# 65 hood/cowl seal



## injn37 (Nov 16, 2008)

Someone please shed light on this for me....

I installed the hood cowl seal to the front lip of the cowl panel before attaching cowl panel to firewall. It gets trapped under this front lip when you screw the panel down.From the Tempest manual it looks like this is where it goes. 
Now... in Ames catalog it shows clips for this seal. Can't find a place you can use them. Then... when I flipped the hood over, it looks like you can attach 'something to the underside of the hood in about the right spot, ( there are three holes). 
So, question is, did I install in the right spot, see pict or not?

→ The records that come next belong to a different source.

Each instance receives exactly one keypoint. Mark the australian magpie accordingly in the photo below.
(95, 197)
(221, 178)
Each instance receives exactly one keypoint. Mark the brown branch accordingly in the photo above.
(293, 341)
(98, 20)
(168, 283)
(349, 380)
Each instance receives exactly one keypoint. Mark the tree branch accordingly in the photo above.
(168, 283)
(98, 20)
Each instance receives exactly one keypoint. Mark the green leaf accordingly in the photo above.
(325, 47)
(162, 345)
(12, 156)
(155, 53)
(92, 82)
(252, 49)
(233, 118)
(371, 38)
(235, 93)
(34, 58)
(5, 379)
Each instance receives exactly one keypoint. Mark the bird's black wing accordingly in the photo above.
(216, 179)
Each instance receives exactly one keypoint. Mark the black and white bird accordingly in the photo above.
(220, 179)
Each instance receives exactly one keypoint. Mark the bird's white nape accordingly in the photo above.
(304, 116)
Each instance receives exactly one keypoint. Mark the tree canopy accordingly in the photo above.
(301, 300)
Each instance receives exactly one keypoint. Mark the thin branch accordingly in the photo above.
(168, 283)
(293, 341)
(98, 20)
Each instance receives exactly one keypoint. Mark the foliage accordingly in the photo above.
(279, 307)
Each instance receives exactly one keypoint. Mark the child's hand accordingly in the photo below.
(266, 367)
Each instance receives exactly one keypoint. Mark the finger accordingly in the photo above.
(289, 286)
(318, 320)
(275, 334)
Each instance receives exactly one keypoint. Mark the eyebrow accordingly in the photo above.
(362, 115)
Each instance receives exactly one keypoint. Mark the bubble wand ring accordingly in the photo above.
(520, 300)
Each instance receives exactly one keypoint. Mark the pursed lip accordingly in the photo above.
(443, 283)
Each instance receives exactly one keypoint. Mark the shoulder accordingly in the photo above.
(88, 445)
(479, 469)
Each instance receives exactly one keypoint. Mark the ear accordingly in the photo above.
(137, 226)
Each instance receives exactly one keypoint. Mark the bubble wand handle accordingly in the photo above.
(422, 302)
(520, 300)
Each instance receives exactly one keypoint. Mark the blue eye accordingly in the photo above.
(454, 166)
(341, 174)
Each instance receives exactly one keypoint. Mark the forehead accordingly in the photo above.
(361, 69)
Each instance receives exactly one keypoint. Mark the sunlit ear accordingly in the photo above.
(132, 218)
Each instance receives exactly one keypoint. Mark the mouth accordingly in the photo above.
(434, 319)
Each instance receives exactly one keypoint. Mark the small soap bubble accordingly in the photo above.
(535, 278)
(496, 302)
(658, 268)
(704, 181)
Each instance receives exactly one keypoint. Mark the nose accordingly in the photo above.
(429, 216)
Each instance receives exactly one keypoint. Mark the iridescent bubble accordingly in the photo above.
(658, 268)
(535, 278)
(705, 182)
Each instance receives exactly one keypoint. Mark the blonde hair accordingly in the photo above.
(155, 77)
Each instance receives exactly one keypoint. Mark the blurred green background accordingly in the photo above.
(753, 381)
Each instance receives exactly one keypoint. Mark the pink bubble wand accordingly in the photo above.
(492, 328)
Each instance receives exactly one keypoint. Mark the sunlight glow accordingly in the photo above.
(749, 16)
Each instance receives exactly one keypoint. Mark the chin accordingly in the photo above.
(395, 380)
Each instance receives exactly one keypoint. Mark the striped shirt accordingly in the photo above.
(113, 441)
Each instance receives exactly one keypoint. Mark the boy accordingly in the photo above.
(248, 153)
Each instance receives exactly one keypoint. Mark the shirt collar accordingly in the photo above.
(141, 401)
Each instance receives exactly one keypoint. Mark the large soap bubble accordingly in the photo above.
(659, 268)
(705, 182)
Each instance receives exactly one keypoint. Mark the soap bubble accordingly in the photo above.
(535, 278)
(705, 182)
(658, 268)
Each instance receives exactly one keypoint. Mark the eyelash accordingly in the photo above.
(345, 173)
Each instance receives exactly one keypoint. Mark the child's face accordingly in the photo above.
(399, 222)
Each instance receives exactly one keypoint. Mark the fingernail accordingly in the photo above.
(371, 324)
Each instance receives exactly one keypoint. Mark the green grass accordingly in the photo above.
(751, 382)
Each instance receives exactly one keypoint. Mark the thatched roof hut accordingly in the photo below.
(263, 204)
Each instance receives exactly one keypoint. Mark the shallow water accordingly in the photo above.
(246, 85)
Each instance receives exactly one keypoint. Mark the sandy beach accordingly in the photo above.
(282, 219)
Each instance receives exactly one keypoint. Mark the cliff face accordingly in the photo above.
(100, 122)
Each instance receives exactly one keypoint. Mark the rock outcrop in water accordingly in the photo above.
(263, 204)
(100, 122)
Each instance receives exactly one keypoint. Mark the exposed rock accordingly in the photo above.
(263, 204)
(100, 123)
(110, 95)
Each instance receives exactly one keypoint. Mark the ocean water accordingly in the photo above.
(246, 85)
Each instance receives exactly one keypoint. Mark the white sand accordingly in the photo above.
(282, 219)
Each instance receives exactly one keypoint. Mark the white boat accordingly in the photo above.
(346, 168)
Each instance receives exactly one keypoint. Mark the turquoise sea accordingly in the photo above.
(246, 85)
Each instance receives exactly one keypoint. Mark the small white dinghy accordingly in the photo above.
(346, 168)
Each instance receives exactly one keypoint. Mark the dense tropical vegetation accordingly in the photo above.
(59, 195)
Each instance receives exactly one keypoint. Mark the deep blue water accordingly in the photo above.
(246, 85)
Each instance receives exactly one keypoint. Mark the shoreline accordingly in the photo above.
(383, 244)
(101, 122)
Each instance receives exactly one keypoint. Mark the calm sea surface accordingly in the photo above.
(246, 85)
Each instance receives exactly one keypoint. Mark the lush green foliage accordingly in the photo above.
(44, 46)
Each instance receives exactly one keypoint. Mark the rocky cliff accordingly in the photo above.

Yeh, I know the car is really dusty!!!

rich


----------



## crustysack (Oct 5, 2008)

right spot but something is wrong . it looks upside down.the cowl panel should slide into it , into the slit you can see on the top part of your seal I believe the holes in your hood are probably for the insulation pad


----------



## injn37 (Nov 16, 2008)

First thing I am going to do tonight. 
THanks Crusty.

rich


----------



## 05GTO (Oct 6, 2004)

Here is a picture of my 67, I'm pretty sure the 64 thru 66 is the same which would be like crustysack said,


----------



## injn37 (Nov 16, 2008)

Bingo!
Don't know what I was thinking, but it does fit much better when you flip it over and install correctly.

Thanks guys!

rich


----------